Comment 1 RazvanN 2024-01-08 11:19:17 UTC
My first impression on this was that the compiler probably stores the struct initializer in the data/rodata segment and when an instance is created, it allocates heap memory with the GC and copies over the dynamic array elements. However, looking at the compiler code, things get weirder. It seems that in this case, the compiler lowers `S.init` to a Struct Literal Expression "S([1, 2, 3])" (i.e. it does not store a literal representation in the data/rodata segment), whereas when it encounters `S s1;` is uses a global symbol to initialize s1. That is why s1 and s2 have the same bit representation but `S.init` does not.

A consequence of this is that `assert(S.init is S.init)` fails in this case. Which is kind of absurd. However, I would argue that when dynamic arrays are involved the backend is free to do whatever it sees fit with regards to the addresses of dynamic arrays, so using `is` in this case (as opposed to opEquals) is brittle.
Comment 2 Bastiaan Veelo 2024-01-08 12:08:10 UTC
I argue that it should be made an error to define an initializer of a non-shared non-static field that allocates. Thread: https://forum.dlang.org/post/ogvubzgprghefclgluce@forum.dlang.org

If you *want* the array to be shared across all instances, the field should be declared `shared static`.
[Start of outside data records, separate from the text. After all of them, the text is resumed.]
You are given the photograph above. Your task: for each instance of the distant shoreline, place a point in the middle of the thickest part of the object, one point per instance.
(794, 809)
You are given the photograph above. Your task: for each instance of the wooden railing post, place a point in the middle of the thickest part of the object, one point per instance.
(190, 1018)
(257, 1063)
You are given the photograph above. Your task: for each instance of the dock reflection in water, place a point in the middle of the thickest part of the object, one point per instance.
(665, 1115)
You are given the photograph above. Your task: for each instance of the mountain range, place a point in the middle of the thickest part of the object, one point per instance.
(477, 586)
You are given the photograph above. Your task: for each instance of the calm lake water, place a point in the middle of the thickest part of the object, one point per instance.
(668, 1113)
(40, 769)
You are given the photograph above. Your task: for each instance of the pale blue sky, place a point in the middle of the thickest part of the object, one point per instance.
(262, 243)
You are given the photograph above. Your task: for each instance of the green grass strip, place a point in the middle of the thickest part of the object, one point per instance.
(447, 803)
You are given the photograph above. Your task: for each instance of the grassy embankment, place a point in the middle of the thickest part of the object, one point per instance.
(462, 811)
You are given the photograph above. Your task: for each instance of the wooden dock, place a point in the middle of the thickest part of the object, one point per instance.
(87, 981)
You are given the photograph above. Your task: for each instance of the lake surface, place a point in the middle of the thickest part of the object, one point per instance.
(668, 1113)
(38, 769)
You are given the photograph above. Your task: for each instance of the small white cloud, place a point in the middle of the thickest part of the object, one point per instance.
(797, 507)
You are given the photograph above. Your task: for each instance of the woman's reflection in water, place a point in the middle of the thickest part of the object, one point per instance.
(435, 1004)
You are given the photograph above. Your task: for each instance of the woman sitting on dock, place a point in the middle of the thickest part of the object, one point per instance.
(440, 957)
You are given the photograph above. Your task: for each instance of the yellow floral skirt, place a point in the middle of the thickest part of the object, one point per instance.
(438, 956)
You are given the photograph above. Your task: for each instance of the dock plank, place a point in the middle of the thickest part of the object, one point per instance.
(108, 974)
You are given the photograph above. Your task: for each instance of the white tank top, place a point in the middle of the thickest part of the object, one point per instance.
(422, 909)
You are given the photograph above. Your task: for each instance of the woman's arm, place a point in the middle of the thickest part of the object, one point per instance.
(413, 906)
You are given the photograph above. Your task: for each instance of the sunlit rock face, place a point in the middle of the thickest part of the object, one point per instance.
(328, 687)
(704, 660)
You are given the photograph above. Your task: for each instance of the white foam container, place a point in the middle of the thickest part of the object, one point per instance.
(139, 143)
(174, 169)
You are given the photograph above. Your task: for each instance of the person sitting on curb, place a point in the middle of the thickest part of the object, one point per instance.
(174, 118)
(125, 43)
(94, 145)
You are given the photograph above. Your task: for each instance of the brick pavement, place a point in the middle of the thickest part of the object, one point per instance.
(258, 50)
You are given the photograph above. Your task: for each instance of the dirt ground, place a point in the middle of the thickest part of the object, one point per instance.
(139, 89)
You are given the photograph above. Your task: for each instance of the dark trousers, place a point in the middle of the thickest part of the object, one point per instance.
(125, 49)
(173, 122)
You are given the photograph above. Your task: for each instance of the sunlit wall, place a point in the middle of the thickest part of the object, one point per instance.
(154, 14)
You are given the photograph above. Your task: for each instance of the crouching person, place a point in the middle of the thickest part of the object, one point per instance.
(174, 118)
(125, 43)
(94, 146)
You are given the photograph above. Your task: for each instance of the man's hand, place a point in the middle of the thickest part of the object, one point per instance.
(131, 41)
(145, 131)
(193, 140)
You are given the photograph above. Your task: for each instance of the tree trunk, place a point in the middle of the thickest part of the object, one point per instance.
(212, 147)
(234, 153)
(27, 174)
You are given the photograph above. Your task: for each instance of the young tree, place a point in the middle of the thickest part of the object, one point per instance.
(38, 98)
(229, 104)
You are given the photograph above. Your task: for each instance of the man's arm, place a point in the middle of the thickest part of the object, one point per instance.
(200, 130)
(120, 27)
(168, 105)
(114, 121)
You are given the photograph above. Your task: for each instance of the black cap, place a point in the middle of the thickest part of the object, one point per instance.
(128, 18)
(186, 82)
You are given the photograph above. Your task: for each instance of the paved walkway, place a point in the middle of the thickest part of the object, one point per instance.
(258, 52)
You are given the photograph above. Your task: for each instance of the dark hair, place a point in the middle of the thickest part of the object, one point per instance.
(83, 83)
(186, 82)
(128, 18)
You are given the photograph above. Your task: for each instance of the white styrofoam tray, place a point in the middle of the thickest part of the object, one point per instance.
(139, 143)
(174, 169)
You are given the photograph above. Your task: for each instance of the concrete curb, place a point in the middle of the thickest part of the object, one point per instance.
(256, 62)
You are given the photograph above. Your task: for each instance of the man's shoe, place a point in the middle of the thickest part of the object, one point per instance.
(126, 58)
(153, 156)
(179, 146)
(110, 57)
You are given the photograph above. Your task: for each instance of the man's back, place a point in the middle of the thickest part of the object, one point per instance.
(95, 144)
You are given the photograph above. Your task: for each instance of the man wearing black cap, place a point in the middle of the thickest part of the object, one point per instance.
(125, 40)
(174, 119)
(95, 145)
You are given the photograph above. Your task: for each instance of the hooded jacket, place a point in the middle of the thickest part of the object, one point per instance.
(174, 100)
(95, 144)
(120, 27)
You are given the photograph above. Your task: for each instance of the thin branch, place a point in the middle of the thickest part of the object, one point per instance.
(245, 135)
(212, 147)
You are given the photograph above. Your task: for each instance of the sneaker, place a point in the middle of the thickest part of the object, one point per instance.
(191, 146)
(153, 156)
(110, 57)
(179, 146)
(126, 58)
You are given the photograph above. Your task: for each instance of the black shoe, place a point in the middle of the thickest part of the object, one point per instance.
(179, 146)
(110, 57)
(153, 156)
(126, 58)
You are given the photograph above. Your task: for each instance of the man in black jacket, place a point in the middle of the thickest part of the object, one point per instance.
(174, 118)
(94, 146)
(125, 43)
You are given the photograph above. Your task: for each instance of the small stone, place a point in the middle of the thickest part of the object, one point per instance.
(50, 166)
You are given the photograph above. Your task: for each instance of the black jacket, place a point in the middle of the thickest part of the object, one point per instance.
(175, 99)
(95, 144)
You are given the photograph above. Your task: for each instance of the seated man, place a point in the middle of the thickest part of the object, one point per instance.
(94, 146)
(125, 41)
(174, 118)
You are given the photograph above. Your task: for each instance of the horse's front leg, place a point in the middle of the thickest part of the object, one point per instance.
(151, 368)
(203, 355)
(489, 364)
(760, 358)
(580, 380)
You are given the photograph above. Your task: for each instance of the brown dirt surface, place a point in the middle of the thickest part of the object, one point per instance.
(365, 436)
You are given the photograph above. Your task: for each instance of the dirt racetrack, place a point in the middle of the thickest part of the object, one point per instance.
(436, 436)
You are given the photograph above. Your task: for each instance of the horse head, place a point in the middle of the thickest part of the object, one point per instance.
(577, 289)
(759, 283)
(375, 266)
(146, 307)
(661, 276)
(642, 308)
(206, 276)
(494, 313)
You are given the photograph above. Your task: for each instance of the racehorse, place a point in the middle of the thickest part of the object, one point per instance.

In https://forum.dlang.org/post/t7vm2o$p4q$1@digitalmars.com, Steven notes that the array is shared among different threads, even, as discovered in https://issues.dlang.org/show_bug.cgi?id=2947.
Comment 3 Jonathan M Davis 2024-01-08 18:05:22 UTC
(In reply to RazvanN from comment #1)
> A consequence of this is that `assert(S.init is S.init)` fails in this case.
> Which is kind of absurd. However, I would argue that when dynamic arrays are
> involved the backend is free to do whatever it sees fit with regards to the
> addresses of dynamic arrays, so using `is` in this case (as opposed to
> opEquals) is brittle.

My expectation is that 

SomeStruct s;
assert(s is SomeStruct.init);

will pass for every type, and IMHO, if it doesn't, we should rethink what we're doing.
Comment 4 Jonathan M Davis 2024-01-08 18:12:06 UTC
(In reply to Bastiaan Veelo from comment #2)
> I argue that it should be made an error to define an initializer of a
> non-shared non-static field that allocates. Thread:
> https://forum.dlang.org/post/ogvubzgprghefclgluce@forum.dlang.org
> 
> If you *want* the array to be shared across all instances, the field should
> be declared `shared static`.
> 
> In https://forum.dlang.org/post/t7vm2o$p4q$1@digitalmars.com, Steven notes
> that the array is shared among different threads, even, as discovered in
> https://issues.dlang.org/show_bug.cgi?id=2947.

It may very well be the best call to make cases like this illegal. However, I think that requirement is going to have to take into account whether mutable indirections are involved rather than just whether any allocations take place. Otherwise, cases like SysTime's Rebindable!(immutable(TimeZone)) (which is supposed to be default-initialized to a specific time zone so that the code doesn't have to check for null, but it isn't due to another bug) become illegal. The fact that the TimeZone itself is immutable avoids the issue, whereas it would be an issue if TimeZone weren't immutable.
Comment 5 Steven Schveighoffer 2024-01-09 16:00:19 UTC
Hm... what appears to be happening here is `S.init` is treated like an enum.

If you have an enum of an array, then it is like you typed in the literal directly.

Mark main as `@nogc` and it fails (Because S.init allocates!)

Even `S s1 = S.init` allocates a new array on the heap.

This is quite unexpected, and I can't believe we haven't seen this before.

I tested via run.dlang.io, and this has happened at least as far back as 2.060.